International Banking Appeasement Policy Goals
Banks really have only one primary goal - to make money. They charge the little consumer for just about everything and payback minuscule amounts to keep your money in their bank. On the world stage, banks probably violate law in small ways and cover it up. Lots of recent examples. It really is nothing new.
In 1939, after Hitler had invaded and taken over Czechoslovakia earlier, the Bank of England secretly transferred all of Czechoslovakia's gold to Hitler's central Nazi bank. When the breach went public, citizens were outraged because there was no need to and it would help finance Hitler's war machine, which was just revving up. The gold had been transferred because the bank simply wanted to have a working relationship and financial ties with the emerging new German order to increase their income.

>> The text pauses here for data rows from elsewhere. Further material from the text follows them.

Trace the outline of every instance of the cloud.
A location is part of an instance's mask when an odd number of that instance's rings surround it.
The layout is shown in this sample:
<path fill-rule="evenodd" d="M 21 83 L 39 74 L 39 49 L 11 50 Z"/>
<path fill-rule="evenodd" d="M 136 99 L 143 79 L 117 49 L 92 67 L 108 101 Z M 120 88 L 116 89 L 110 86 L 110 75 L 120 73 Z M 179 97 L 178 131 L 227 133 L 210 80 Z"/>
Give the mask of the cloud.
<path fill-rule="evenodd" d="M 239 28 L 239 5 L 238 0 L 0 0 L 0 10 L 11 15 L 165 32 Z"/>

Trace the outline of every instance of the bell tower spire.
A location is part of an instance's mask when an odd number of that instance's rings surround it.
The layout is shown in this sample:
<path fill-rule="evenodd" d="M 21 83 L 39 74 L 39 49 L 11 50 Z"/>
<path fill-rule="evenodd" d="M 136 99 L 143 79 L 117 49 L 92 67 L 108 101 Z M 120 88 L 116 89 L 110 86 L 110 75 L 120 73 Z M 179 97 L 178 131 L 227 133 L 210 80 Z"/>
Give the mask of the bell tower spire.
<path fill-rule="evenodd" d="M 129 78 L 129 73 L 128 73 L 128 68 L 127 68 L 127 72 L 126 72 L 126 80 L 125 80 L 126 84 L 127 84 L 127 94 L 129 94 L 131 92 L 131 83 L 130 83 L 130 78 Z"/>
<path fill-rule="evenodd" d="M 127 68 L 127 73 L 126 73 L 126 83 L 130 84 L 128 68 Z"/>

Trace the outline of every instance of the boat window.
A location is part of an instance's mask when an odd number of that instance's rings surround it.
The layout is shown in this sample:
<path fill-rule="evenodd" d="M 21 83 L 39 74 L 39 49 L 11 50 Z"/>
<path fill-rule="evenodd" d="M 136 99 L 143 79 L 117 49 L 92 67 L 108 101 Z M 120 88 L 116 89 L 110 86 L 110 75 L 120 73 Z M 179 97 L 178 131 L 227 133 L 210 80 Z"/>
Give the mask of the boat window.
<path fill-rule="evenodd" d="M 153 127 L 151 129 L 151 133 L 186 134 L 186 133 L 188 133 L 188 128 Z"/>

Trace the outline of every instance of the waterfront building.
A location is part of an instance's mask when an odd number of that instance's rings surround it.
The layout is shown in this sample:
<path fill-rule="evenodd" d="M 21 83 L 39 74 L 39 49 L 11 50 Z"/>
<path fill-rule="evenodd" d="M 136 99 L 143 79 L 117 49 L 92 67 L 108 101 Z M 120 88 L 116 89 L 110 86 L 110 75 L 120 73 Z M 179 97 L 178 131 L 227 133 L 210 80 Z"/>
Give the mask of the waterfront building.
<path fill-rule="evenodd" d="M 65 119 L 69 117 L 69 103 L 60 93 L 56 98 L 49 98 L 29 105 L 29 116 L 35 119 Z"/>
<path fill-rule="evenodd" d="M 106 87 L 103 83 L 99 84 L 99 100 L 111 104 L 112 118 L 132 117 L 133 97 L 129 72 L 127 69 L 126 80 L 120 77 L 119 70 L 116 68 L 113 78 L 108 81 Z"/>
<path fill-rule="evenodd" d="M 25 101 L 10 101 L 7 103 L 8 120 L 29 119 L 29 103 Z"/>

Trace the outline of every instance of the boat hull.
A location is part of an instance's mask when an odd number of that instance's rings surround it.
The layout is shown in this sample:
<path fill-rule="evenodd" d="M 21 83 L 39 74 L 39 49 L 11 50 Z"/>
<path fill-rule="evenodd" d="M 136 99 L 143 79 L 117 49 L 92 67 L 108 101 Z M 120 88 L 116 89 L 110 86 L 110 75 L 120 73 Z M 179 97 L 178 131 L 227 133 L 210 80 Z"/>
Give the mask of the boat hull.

Of course, we all know how that ended up. Granted, it was done when the world was at peace, but the storm clouds were quite evident on the horizon regarding Hitler's true vision. True, the request to ship the gold came from the countries main bank at Nazi gunpoint and the Bank of England could have simply not complied given the events of that time as a precaution (even if they did not know it was at gunpoint). Still, the goal was foster economic friendship of the bank.
Now, we have the US imposed sanctions on Iran. Again, a British bank, Standard Chartered, has been blatantly flouting the Iranian sanctions for, once again, profit since 2006. Internal documents and emails show a willful disregard to avoid the sanctions and to cover them up. One email from its director sums it up: " You fucking Americans, who are you to tell us, the rest of the world, that we're not going to deal with Iranians?".
The bank would delete names of Iranian banks from digital records of US dollar transfers. Their lawyers directed that wire transfers should not identify the client or purpose of the payment. But those are not the only British banks that have been fined for violating US sanctions: HSBC-fined $700 million, Lloyds-fined $350 million and Barclays-finded $298 million.